As much as we don’t want to sell the land in CO, we don’t know what else to do. We have NO WAY of paying for it. And it is due by November 3. We pay a lot each month on interest alone. We have tried to sell the land for the last few months with no offers. We are willing to accept any reasonable offer. But there have been none. What is God doing? I am not sure. The money I was making was paying off the extra debt we had and would have almost been paid off by now had it not dropped in the last couple of months and keeps dropping. The issue that really consumes my thoughts is the look on my husbands face when he comes home from work and gets ready to leave for work. He is so tired and so drained. He is going to work at 9:45 each night and doesn’t get home until after 9 in the morning. He tries to sleep during the day but it is very hard. On the weekends he gets up while we are still asleep (because he is used to being awake at night) and then by 2 in the afternoon he is ready to go to bed. So our time with him is so short. His life is just made up of going to work and trying to sleep. He desires to have a life lived for Christ reaching those that are lost. But until we sell this land or somehow find a way to pay for it, this is the life he must live. It breaks my heart! But I feel so helpless to do anything. I am trying to get the word out about the land to all I can in hopes that God will bring it to the attention of the one who is to buy it. But….

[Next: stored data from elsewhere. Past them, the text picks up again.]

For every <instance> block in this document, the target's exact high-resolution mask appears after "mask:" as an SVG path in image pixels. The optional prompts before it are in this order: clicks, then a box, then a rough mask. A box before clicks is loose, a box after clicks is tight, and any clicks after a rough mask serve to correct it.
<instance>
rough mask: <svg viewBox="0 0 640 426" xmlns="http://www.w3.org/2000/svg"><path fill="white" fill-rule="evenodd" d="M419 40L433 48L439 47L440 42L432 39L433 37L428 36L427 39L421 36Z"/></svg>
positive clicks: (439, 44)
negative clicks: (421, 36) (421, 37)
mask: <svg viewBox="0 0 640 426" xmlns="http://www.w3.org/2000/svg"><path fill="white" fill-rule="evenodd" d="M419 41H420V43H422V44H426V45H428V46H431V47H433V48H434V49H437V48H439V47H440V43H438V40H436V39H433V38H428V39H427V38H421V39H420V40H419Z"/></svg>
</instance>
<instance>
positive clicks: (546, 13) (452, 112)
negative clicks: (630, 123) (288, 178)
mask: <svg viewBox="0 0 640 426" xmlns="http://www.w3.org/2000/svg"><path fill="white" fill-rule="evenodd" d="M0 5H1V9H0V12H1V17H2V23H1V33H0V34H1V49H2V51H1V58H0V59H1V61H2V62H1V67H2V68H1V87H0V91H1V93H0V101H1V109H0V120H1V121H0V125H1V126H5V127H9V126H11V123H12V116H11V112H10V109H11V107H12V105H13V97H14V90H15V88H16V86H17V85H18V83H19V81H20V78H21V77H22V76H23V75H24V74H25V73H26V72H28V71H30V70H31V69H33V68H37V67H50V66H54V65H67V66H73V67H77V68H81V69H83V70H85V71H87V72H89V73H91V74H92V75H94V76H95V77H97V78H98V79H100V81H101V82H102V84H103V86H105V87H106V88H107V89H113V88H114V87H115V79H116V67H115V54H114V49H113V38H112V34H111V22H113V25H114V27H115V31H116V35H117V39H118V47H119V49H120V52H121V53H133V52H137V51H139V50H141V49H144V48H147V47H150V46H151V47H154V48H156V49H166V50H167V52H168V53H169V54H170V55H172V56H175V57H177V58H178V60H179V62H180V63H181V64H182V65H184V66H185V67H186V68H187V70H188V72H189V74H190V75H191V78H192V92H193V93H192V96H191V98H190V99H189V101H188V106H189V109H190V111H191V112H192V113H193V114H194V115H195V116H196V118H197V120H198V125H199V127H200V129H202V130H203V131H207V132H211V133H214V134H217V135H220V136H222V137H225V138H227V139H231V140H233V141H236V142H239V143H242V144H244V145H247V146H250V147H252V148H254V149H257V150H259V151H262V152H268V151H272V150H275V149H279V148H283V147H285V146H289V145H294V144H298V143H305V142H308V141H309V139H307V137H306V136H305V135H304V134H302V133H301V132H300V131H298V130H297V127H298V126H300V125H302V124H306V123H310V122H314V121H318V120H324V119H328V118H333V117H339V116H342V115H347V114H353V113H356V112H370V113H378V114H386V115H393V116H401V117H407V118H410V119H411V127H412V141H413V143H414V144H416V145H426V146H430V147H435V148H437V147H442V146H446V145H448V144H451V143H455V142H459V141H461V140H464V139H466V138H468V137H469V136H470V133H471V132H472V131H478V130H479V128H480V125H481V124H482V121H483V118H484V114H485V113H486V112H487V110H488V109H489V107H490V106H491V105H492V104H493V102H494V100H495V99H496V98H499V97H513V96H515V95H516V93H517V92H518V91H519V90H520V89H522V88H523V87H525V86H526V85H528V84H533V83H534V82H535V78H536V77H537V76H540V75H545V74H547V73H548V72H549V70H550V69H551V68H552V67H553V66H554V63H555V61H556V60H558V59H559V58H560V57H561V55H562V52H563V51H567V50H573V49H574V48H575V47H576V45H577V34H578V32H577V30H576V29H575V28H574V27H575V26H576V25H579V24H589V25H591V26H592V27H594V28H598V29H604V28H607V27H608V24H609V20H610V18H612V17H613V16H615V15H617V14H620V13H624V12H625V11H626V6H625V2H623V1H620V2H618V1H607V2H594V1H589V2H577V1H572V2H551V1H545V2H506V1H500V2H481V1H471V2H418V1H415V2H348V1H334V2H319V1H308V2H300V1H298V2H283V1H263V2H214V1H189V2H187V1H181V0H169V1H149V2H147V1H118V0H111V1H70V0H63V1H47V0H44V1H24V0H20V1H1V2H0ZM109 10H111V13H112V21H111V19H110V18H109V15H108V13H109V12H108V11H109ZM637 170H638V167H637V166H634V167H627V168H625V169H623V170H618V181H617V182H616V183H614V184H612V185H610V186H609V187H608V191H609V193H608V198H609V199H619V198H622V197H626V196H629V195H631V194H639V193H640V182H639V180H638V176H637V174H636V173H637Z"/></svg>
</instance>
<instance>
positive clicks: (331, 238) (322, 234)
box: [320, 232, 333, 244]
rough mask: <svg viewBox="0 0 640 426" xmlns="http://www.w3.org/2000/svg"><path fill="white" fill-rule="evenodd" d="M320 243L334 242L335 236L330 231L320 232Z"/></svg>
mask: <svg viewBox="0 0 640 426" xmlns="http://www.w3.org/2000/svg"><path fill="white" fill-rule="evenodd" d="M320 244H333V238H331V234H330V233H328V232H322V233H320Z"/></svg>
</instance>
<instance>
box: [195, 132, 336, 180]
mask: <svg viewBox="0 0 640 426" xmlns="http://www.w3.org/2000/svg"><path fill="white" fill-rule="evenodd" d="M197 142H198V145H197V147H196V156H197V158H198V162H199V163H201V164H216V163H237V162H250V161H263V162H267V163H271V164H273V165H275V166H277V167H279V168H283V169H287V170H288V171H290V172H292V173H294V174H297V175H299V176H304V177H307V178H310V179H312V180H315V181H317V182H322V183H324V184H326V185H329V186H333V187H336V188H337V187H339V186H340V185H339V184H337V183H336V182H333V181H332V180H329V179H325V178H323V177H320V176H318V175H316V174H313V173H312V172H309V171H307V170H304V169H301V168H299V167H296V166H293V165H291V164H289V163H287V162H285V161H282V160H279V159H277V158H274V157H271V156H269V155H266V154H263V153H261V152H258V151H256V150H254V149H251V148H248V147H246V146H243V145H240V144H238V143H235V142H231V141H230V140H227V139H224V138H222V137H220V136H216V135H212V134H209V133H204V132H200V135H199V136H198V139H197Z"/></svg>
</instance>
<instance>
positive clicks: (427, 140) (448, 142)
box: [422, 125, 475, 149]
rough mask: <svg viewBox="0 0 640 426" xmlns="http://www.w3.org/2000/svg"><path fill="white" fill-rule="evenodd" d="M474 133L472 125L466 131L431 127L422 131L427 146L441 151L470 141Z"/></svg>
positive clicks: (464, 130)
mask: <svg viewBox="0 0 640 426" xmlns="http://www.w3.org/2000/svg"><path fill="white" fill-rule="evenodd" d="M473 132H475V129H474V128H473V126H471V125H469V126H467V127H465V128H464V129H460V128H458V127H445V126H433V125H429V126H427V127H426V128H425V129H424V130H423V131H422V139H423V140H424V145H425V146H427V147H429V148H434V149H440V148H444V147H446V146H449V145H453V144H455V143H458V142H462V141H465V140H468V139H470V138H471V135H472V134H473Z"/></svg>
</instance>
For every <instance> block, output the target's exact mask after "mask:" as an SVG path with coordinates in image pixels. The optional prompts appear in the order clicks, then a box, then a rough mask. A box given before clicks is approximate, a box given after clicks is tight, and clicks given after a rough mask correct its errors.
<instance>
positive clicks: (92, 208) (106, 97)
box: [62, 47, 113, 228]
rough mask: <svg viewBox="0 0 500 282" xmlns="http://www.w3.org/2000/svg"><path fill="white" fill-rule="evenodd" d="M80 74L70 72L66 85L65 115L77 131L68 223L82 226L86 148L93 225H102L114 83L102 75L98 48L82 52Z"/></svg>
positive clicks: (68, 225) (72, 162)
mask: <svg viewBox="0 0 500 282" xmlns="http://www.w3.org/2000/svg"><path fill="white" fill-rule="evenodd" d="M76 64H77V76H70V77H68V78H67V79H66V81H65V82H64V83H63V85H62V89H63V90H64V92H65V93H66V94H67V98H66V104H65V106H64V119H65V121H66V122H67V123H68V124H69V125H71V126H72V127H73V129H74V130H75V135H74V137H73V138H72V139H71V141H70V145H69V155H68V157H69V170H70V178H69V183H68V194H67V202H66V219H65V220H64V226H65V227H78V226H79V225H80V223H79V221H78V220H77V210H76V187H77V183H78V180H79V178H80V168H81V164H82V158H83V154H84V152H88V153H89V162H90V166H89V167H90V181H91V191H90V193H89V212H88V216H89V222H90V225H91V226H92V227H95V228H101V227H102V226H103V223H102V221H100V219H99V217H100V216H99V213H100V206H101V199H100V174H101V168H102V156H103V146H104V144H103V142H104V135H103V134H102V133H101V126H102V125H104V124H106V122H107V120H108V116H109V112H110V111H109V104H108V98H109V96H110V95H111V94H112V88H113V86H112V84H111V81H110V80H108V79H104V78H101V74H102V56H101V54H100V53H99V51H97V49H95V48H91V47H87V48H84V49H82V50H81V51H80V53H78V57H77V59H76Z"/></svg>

I see him looking at the local paper online of the small town that our land is in. He still longs for that little town, as we all do. But where would the money come from to pay for it? It would be nice to be able to go there between mission trips (or on the sabbaticals) . But I have sought answers to these questions and I really don’t have any answers. We honestly can’t go on this way. John has never been this unhappy in a job, ever. If he finds another job, which he is looking, then the pay will be a LOT less. Which that is fine, but we still have so much to pay on. My heart breaks to see how worn out and miserable he is right now. I would do anything I could to “fix” it. But I don’t see anything that I can do. I have thought about selling everything including the house, only that would not get us much and we wouldn’t have a place to live while we still need one here.
I have been working on our food bill and doing really good. I am trying to make our house a nicer place to be in. I am trying to get the bills paid off as quickly as possible, but the land isn’t something I can pay off. Please lift these things up and if God lays it on your heart to share an idea with me, please do. We have less than 5 months to pay off the land or sell it. We have one year to get other things in order so that at the end of that 42 week training we are ready to go if God is ready to send us. We need this done so we can get out there and share the Gospel to those who do not know Him. Time is short and we must reach as many as we can. Please help us do that by praying that answers will come.
Thanks everyone! You know my heart, please pray for direction and answers. And funds to either pay it off or from selling it. Because the reason I am here are many but the most important is to serve a wonderful, powerful God. To do His will in and through my life, thoughts and actions. My reason for living is to reach others for Christ while there is still time. Christ will return like a thief in the night, in a blink of an eye. I want to be ready when I face my Lord and know that I gave it my all and didn't just go through the motions. Please help us move forward so that our desire to serve the Lord in a powerful way will be realized.
What is the reason you are here? I hope it is the same. May God bless you all in your quest to do that.